Since the disk is full, your first step should probably be to find directories that are good candidates for deletion. To do this, you need to determine the total size of each directory. The total size of a directory is the sum of the sizes of the files it contains, directly or indirectly. (Directories themselves do not count as having any intrinsic size.)

The total sizes of the directories above can be found as follows:

- The total size of directory `e` is 584 because it contains a single file `i` of size 584 and no other directories.

- The directory `a` has total size 94853 because it contains files `f` (size 29116), `g` (size 2557), and `h.lst` (size 62596), plus file `i` indirectly (`a` contains `e` which contains `i`).

- Directory `d` has total size 24933642.
    
As the outermost directory, `/` contains every file. Its total size is 48381165, the sum of the size of every file.

To begin, **find all of the directories with a total size of at most 100000, then calculate the sum of their total size**s.

In [11]:
def get_directory_sizes(filename):
    stack = []
    def get_sizes(directory, base='/'):
        nonlocal stack
        assert directory.is_dir()
        size = 0
        for name, item in directory.content.items():
            if item.is_file():
                size += item.size
            else:
                size += get_sizes(item, base=f"{base}/{name}")
        stack.append((directory.name, size))
        return size
    fs = execute(filename)
    get_sizes(fs.root)
    return stack

 In the example above, these directories are a and e; the sum of their total sizes is 95437 (94853 + 584). (As in this example, this process can count files more than once!)

In [12]:
print(get_directory_sizes('sample.txt'))

[('e', 584), ('a', 94853), ('d', 24933642), ('/', 48381165)]


In [13]:
def solution_one(filename):
    return sum(
        size
        for _dir_size, size in get_directory_sizes(filename)
        if size <= 100000
    )
assert solution_one('sample.txt') ==  95437

In [14]:
sol = solution_one('input.txt')
print(f"Solution part one: {sol}")

Solution part one: 1723892


## Part two

Now, you're ready to choose a directory to delete.

The total disk space available to the filesystem is 70000000. To run the update, you need unused space of at least 30000000. You need to find a directory you can delete that will free up enough space to run the update.

In the example above, the total size of the outermost directory (and thus the total amount of used space) is 48381165; this means that the size of the unused space must currently be 21618835, which isn't quite the 30000000 required by the update. Therefore, the update still requires a directory with total size of at least 8381165 to be deleted before it can run.

To achieve this, you have the following options:

    Delete directory e, which would increase unused space by 584.
    Delete directory a, which would increase unused space by 94853.
    Delete directory d, which would increase unused space by 24933642.
    Delete directory /, which would increase unused space by 48381165.

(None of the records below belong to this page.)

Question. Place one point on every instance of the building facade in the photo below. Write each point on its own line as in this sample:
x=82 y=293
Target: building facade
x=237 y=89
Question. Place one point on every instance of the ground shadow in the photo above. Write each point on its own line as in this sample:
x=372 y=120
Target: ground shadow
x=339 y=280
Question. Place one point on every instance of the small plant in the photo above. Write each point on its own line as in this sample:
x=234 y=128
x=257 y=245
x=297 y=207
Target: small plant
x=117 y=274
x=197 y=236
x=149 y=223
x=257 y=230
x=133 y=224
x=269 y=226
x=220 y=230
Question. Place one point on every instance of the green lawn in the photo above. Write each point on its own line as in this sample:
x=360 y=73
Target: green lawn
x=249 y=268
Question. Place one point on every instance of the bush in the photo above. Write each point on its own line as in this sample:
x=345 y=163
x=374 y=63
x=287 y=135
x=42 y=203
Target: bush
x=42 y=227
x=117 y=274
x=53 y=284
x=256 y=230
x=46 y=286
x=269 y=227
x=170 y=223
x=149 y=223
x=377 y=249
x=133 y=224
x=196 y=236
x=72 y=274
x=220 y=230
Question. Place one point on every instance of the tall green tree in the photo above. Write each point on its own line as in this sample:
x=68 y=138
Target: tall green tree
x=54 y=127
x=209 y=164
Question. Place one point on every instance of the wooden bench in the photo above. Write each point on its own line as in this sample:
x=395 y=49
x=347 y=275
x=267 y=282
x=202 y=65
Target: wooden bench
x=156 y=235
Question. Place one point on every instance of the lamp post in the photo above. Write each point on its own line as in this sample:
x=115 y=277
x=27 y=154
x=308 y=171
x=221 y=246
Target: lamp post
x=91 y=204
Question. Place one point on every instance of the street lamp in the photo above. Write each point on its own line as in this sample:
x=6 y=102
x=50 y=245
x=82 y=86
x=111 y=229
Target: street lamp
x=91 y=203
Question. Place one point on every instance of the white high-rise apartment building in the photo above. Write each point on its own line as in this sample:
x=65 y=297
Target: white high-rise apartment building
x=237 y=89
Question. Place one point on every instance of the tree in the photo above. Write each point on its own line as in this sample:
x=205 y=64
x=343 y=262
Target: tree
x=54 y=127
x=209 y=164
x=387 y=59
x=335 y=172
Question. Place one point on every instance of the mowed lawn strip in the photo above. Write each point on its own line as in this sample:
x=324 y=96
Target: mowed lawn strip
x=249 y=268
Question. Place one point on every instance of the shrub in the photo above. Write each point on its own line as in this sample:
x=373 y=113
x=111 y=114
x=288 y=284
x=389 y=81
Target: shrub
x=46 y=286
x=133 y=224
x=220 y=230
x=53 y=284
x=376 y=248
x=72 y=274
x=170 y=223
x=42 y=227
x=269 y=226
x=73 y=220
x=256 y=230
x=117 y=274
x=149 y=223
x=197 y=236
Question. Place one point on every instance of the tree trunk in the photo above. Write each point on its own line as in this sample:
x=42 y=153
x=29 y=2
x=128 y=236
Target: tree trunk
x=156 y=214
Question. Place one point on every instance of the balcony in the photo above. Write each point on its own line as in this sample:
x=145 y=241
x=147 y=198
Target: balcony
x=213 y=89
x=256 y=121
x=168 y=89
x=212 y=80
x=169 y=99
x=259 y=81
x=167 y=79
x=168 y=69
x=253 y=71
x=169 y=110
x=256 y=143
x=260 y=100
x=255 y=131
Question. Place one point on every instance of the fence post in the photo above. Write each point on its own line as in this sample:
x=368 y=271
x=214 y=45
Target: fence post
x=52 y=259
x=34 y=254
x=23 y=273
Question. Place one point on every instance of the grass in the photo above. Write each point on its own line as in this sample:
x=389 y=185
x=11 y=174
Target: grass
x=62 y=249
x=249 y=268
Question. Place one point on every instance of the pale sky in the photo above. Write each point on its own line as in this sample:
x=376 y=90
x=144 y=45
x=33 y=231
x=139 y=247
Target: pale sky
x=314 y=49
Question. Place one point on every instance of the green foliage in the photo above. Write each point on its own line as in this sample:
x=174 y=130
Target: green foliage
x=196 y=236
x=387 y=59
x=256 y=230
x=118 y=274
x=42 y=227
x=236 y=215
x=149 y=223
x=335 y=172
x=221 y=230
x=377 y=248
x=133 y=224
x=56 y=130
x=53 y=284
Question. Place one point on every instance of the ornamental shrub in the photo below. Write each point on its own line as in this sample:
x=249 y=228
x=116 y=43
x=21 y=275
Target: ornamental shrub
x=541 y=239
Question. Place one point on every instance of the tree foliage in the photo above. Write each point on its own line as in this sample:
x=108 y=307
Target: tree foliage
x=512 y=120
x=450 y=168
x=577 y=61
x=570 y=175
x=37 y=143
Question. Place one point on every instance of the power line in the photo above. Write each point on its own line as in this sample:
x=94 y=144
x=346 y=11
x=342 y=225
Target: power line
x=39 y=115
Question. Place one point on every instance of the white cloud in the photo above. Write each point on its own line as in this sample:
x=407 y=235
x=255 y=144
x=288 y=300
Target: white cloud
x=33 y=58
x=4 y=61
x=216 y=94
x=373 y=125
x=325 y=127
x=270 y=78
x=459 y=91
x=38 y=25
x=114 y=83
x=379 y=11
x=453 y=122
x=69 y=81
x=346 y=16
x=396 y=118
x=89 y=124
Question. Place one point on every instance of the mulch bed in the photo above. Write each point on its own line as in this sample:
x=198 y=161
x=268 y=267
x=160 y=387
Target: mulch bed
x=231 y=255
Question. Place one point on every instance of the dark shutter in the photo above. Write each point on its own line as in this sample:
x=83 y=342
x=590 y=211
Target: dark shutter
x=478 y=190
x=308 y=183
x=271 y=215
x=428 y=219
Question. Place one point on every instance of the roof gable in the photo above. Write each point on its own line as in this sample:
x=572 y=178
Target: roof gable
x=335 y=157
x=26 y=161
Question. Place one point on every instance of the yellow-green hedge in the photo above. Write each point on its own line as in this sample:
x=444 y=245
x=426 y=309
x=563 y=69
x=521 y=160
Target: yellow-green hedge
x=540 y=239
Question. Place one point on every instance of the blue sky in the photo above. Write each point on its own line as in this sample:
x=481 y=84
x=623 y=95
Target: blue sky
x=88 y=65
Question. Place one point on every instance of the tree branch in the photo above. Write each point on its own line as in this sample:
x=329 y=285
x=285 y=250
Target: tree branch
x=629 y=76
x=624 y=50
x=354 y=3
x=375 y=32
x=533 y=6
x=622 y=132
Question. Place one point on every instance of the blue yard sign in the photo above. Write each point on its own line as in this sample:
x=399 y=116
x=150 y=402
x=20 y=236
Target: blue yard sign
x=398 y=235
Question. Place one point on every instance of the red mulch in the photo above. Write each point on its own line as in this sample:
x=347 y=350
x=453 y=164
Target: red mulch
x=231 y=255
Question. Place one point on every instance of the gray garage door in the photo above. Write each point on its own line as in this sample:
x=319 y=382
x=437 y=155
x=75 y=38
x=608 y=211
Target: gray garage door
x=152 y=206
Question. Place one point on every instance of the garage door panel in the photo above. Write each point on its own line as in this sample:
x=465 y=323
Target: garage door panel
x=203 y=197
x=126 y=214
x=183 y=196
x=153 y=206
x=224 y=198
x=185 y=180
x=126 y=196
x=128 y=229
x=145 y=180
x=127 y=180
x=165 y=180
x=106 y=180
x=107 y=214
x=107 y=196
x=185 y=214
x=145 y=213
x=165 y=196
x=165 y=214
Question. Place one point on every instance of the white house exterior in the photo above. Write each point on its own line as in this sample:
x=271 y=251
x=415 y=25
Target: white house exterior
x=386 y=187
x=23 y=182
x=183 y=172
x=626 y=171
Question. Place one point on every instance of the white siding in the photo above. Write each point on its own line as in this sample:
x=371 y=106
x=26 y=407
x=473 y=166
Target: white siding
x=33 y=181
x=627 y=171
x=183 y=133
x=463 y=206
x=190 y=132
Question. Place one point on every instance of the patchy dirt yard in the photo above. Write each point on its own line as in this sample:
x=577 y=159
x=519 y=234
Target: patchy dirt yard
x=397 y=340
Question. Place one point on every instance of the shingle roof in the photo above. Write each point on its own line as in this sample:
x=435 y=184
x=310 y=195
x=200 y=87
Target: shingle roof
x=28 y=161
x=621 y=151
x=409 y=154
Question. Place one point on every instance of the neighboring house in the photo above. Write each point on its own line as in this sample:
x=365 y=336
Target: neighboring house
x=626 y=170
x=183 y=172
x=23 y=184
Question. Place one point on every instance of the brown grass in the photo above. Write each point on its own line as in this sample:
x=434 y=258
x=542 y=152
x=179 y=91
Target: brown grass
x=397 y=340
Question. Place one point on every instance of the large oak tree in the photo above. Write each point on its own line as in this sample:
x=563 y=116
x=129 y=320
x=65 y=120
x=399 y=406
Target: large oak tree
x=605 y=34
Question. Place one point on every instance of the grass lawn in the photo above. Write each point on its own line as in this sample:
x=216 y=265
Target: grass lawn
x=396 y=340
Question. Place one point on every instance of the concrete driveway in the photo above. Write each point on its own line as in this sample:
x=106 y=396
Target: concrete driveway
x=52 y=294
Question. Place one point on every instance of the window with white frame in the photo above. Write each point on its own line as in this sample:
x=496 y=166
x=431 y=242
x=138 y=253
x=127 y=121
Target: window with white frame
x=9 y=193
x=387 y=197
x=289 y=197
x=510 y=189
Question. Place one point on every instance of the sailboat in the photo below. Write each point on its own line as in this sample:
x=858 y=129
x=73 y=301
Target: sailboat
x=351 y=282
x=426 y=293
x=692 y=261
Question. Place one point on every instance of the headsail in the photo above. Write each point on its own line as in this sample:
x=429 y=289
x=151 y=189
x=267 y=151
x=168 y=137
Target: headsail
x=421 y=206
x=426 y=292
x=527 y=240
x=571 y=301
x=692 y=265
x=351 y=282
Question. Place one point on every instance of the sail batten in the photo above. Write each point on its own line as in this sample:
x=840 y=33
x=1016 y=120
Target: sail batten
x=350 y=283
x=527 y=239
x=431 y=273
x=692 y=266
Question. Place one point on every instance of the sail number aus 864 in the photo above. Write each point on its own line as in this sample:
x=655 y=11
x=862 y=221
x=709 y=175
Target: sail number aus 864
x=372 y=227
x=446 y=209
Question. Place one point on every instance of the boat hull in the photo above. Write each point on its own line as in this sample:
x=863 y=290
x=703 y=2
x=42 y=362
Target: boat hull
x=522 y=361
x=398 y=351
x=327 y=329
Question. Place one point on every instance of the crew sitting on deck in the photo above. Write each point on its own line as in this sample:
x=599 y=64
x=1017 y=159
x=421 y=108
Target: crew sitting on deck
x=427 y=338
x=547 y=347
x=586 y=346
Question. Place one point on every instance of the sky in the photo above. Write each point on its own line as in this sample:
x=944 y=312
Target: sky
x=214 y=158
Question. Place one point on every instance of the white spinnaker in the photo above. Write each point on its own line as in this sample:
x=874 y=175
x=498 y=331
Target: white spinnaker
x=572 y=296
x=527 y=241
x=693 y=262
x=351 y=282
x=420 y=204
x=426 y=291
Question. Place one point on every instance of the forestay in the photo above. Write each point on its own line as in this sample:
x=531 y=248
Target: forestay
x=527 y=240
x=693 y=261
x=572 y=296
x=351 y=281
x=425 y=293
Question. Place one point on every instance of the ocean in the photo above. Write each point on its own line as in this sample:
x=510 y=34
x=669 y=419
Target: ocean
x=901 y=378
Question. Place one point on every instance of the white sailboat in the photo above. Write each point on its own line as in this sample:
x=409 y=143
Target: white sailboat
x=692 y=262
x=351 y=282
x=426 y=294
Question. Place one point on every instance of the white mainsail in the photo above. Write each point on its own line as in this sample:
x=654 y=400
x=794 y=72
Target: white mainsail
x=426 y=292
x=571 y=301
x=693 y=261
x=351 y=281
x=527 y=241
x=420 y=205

Directories e and a are both too small; deleting them would not free up enough space. However, directories d and / are both big enough! Between these, choose the smallest: d, increasing unused space by 24933642.

Find the smallest directory that, if deleted, would free up enough space on the filesystem to run the update. What is the total size of that directory?

In [15]:
target = 30000000 - (70000000 - 48381165)

In [16]:
memory_size = 70000000
needed_space = 30000000
sizes = get_directory_sizes('sample.txt')
used_space = dict(sizes)['/']
assert used_space == 48381165
target = needed_space - (memory_size - used_space)
assert target == 8381165

In [17]:
def solution_two(filename):
    memory_size = 70000000
    needed_space = 30000000
    sizes = get_directory_sizes(filename)
    used_space = dict(sizes)['/']
    target = needed_space - (memory_size - used_space)
    options = sorted(
        (size, name)
        for name, size in sizes
        if size >= target
    )
    return options[0]


assert solution_two('sample.txt') ==  (24933642, 'd')

In [18]:
sol, _ = solution_two('input.txt')
print(f"Solution part two: {sol}")

Solution part two: 8474158